Even so, the stakes couldn’t be higher July 16, 1969. The whole world really was watching, including the Soviet Union, which was racing America to the moon, and NASA wanted badly to meet slain President John F. Kennedy’s 1961 challenge to land a man on the moon and return him safely in the decade of the 1960s.

And there was something else. “There were so many things that could fail and result in our astronauts being stranded on the moon or killed,” retired NASA engineer Brooks Moore of Huntsville remembered this week.

The “reasonably confident” assessment was Moore’s, and he should know. Moore ran the Marshall Space Flight Center division in charge of the Saturn V rocket’s electronic “brain.”

One million people were standing by roadsides and in parking lots across central Florida to watch the launch. Tens of millions more were watching worldwide on television. They included the more than 300,000 Americans who worked on the Apollo program. “NASA couldn’t do it alone,” Saturn V propulsion engineer Alex McCool said last week.

Moore was in a technical control room at the Kennedy Space Center, and his family was in the viewing stands as the countdown clock ticked down. With Moore were experts from Huntsville on every system of the Saturn V rocket.

McCool was back in Huntsville at the Huntsville Operations Support Center at the Marshall Space Flight Center with NASA and contractor teams watching the same flow of data Moore was seeing at the Cape.

Marshall’s job was “simple.” Get astronauts Michael Collins, Neil Armstrong and Buzz Aldrin off the pad and out of Earth orbit heading toward the moon. Houston’s Johnson Space Center was responsible for everything from that point onward.

Famous for their white shirts, slide rules and their boss, Wernher von Braun, the Marshall team had built backup upon backup into the Saturn V. They were ready to set off the controlled explosion of liftoff that would unleash 7.5 million pounds of thrust - the most power ever ridden by human beings.

There had been problems in Marshall’s part before.

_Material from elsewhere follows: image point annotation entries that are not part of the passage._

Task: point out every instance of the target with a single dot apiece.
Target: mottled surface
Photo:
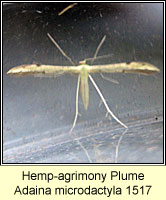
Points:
(39, 112)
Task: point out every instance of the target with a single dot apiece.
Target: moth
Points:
(84, 71)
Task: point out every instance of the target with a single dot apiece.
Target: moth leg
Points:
(117, 146)
(109, 79)
(76, 113)
(102, 98)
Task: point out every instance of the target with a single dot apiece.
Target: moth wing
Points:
(42, 70)
(132, 67)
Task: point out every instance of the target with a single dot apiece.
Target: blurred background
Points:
(39, 112)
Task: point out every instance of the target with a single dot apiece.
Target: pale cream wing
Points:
(131, 67)
(44, 70)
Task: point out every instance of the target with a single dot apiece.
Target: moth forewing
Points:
(35, 69)
(131, 67)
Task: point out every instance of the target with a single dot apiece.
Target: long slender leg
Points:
(117, 146)
(76, 113)
(109, 79)
(102, 98)
(98, 48)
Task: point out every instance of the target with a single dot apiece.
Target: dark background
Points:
(39, 112)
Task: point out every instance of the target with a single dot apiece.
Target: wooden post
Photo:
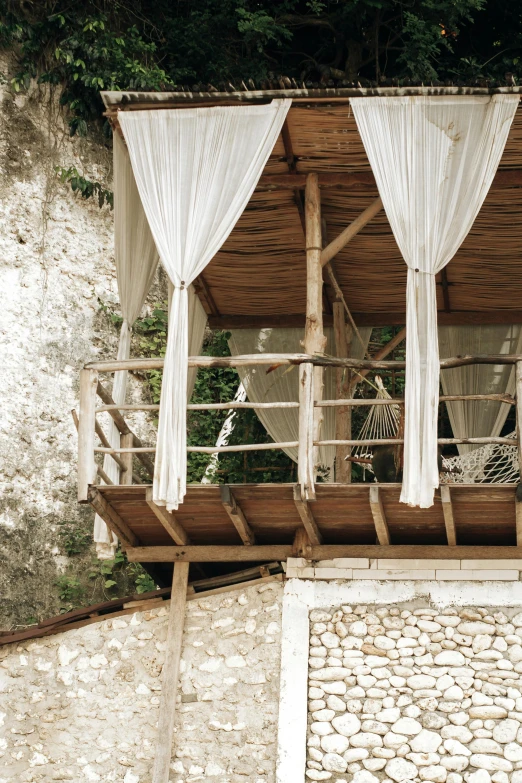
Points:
(518, 504)
(87, 417)
(314, 339)
(305, 458)
(343, 415)
(170, 674)
(126, 442)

Two upper-stage engines shut down in flight on the unmanned Apollo 6 mission, and the lone third-stage engine failed to re-ignite in space. It simply had to fire now, because if that engine didn’t ignite on command to boost the capsule out of Earth orbit, there would be no flight to the moon. America would fail, and the astronauts would return to the ground.

“We had reason to be anxious,” Moore said. “It was unusual to have a propulsion vehicle you reignited in orbit.”

Moore and McCool watched with the rest of the world as the countdown hit zero and the Saturn V’s five giant engines ignited. The rocket cleared the gantry, and two Earth orbits later, the third-stage engine fired on command and sent the capsule and service module toward the moon.

“We cheered then,” Moore said. “Oh, yeah,” McCool said. Watch videos of the launch below.

Brooks Moore headed home after the launch. Marshall’s part was finished and Moore became one of Huntsville’s “very, very interested observers” in Houston’s part of the mission. “We were equally as uptight as the people there,” he said.

He was invited to several of Huntsville’s moonwalk watching parties four days later on July 20, but Moore went to none of them. “I wasn’t ready to celebrate,” he said this week. “I was extremely uneasy…. I didn’t join any group celebrations until the whole thing was over.”